Anyone considering pain pumps please read

HI straydog,

Incredable post!!!! These are rhe kind of things that have so much importance to anyone(which is alot i believe) that has been staring at the cieling all night contemplating the pumps advantages vs the disadvantages. Thank you so much for the upfront honesty. I'm sure that has alot of people asking about this possibility when they consider the pump.

                                 Hope Everyone Has A Pain Free day!!!

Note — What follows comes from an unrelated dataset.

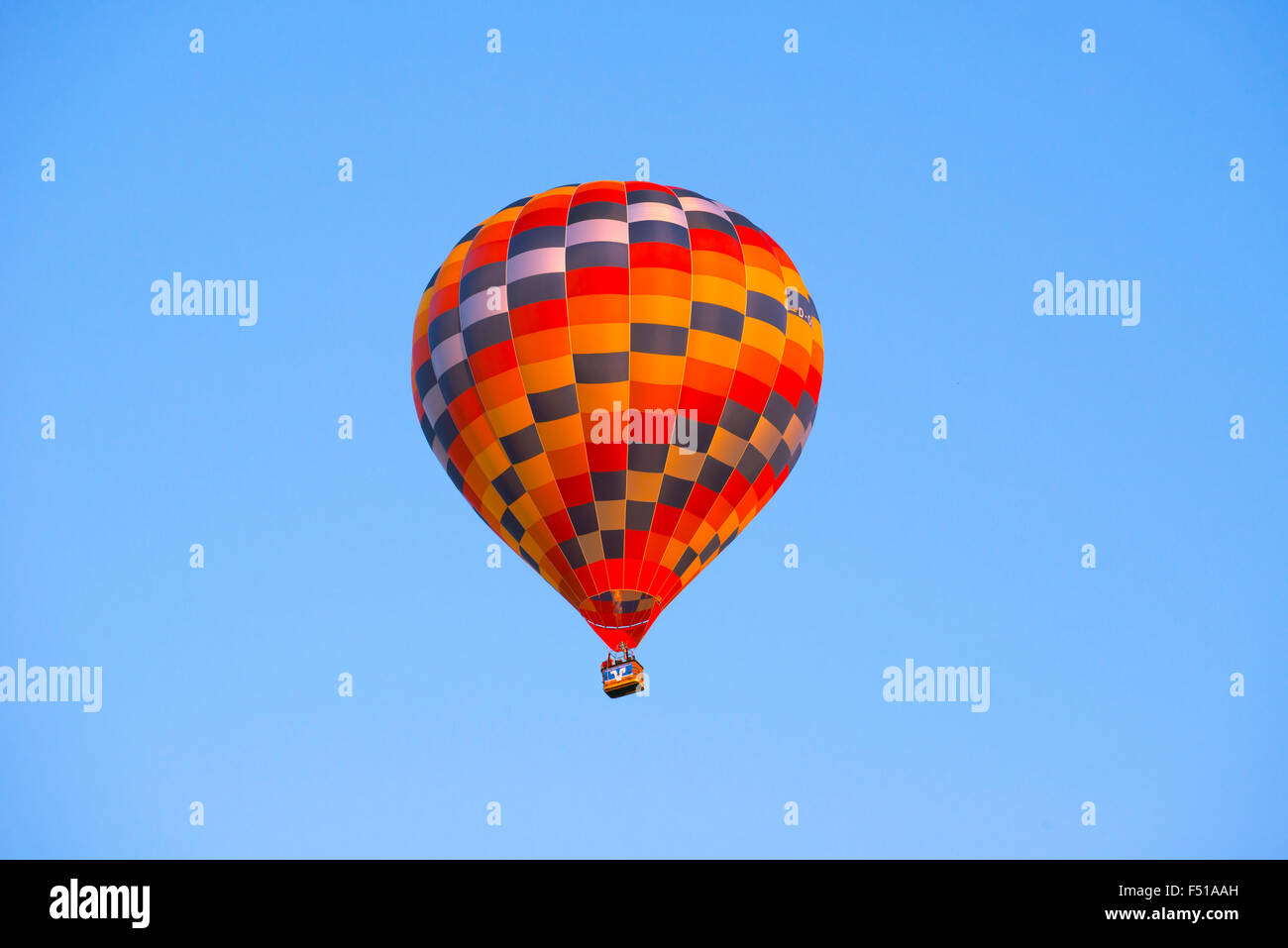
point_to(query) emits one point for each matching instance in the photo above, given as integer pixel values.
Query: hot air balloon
(617, 376)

                                                        Kind Regards,

                                                             Mike

 

Susie Que ...
Oh, thank you.
I am sorry for the way
things turned out for
you.
You will go on and
maybe things will get
even better in a time.
It is scary.
Pamela

Hi Me, no, thats a very good question. I did not go thru any withdrawals when my pump was implanted. The meds that go in the pumps are much more stronger than orals meds to begin with, the catheter is placed in the intrathecal space where the pain receptors are located that sends the pain signals to the brain. The medication basically drips in this space. I am on much less pain meds w/my pump and it also bypasses the liver. Try thinking of it in terms of being given IV pain meds instead of orals meds but w/o any drowsiness or feeling goofy. Now, we did a couple of people who posted here that they went thru w/d, but those people were on really high doses of orals meds too. At least thats what they posted. I just really can't fathom a dr voluntarily putting his patient at risk. I was also given BT meds and still receive them in addition to my pump. I suggest that you ask your pain dr about the withdrawl thing and if he gives BT meds with the pump. Some drs do not give BT meds with the pump. Also, ask your dr if he decided or something happened that he was not going to be seeing his patients, does he have a backup dr that will take care of his patients. 

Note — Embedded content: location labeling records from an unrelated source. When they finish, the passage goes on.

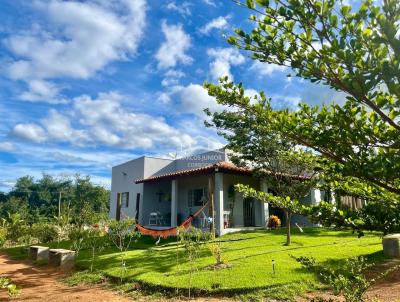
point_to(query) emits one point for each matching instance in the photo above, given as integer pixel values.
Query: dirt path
(42, 284)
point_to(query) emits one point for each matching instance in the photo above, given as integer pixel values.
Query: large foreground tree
(354, 51)
(287, 171)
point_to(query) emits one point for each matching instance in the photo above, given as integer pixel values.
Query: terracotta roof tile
(220, 166)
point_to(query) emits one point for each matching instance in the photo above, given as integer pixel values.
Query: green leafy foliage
(349, 280)
(354, 51)
(12, 290)
(122, 233)
(37, 200)
(192, 239)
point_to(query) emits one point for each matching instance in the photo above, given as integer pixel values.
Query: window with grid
(125, 199)
(197, 197)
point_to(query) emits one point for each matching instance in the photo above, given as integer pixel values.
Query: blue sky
(85, 85)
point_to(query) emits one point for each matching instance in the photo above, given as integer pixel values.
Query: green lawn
(250, 254)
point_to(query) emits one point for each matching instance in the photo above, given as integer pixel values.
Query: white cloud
(194, 99)
(104, 121)
(83, 37)
(6, 146)
(280, 101)
(265, 69)
(217, 23)
(39, 90)
(31, 132)
(223, 59)
(172, 77)
(172, 51)
(210, 2)
(181, 8)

You are started out on a low dose of pain meds when the pump is initially implanted. Alot of drs will see the patient every two weeks and slowly increase the doseage. Ask your dr what his schedule is regarding increases in the pump. This has to be done slowly to make sure you are going to tolerate the meds ok. My system does not tolerate medications well at all. I am not speaking of pain meds either, its any medication. I either had allergic reactions or terrible side effects and we ran out of pills to pick from. My pain was also in so many different parts of my body that one pill could not handle it all. This is why I have the pump for chronic back pain. I have Dilaudid, Sufentanyl, Clonidine & Bupivacaine combo in my pump. My meds come pre-packaged in one large syringe from a pharmacy to my dr. I highly suggest this form of getting your pump meds too. I do not like the idea of a dr playing pharmacist with different vials of medication to mix in his office for the pump. He can program your pump in any manner needed to release certain meds at whatever rate. I take Dilaudid for BT meds.

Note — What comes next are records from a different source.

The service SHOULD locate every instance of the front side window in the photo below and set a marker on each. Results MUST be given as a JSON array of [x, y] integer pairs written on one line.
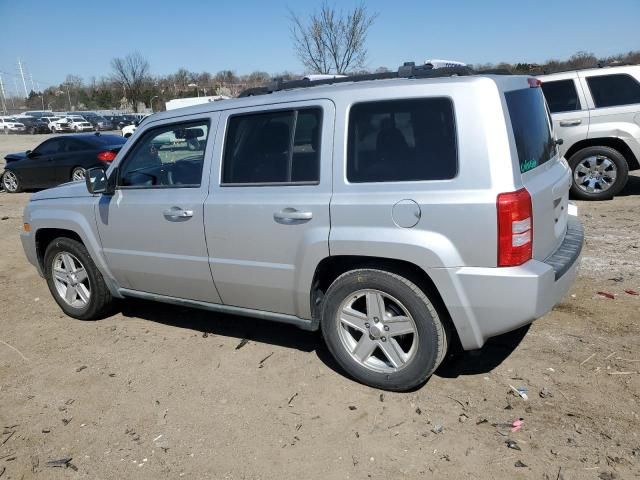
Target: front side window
[[281, 147], [402, 140], [531, 127], [561, 95], [169, 156], [614, 90]]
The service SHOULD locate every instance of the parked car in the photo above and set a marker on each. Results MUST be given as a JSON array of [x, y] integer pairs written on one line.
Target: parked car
[[58, 160], [57, 124], [596, 112], [129, 130], [11, 125], [79, 124], [34, 125], [399, 216]]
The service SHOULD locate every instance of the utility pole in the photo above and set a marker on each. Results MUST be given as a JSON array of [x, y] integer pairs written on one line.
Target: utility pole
[[2, 96], [24, 84]]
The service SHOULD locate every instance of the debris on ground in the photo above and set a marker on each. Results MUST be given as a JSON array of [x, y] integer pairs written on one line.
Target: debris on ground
[[261, 363], [608, 295], [437, 429], [544, 393], [242, 343]]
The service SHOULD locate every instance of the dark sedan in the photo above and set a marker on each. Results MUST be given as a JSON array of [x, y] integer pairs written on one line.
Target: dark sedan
[[34, 125], [59, 160]]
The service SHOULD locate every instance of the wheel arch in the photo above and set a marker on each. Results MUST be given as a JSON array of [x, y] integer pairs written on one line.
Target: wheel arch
[[611, 142], [332, 267]]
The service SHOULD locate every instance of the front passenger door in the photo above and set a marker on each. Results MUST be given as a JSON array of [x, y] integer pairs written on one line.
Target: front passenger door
[[152, 228]]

The pump has been very good choice for me. I am much more mobil and functioning at a much better level than previously and in alot less pain. Oh yes, I still have pain, always will, but it at a level I can tolerate. If I have a bad day its usually from overdoing it. I am my own worst enemy in this situation. The pumps are not for everyone to say the least. For some like me it can be a life saver. I will say that if a person has ran the gambit of drugs, procedures and failed surgeries and no surical people & still no relief and they have no quality of life, then the pump may work for that person and in my opinion its very much worth trying, you have nothing to lose and maybe alot to gain. I am the type of person that will try anything reasonable if it will give me the possibility of having a better quality of life. I do not limit this to just chronic pain, I have many other health issues. Alot of people are afraid of the pumps and those people do not need to have one. My pump is on recall simply because of the model number, my pump works just fine and I have no intention of having it taken out and replaced. If it ain't broke don't try to fix it and my dr agreed. A good pump dr knows what to look for in a pump that my be starting to malfunction. There are alot of uneducated pump drs that are using the wrong medications in these pumps and causing many problems for the patients including granulomas at the tips. This is from using too high of a dose or the wrong medication. Not just any drug can be used in a pump.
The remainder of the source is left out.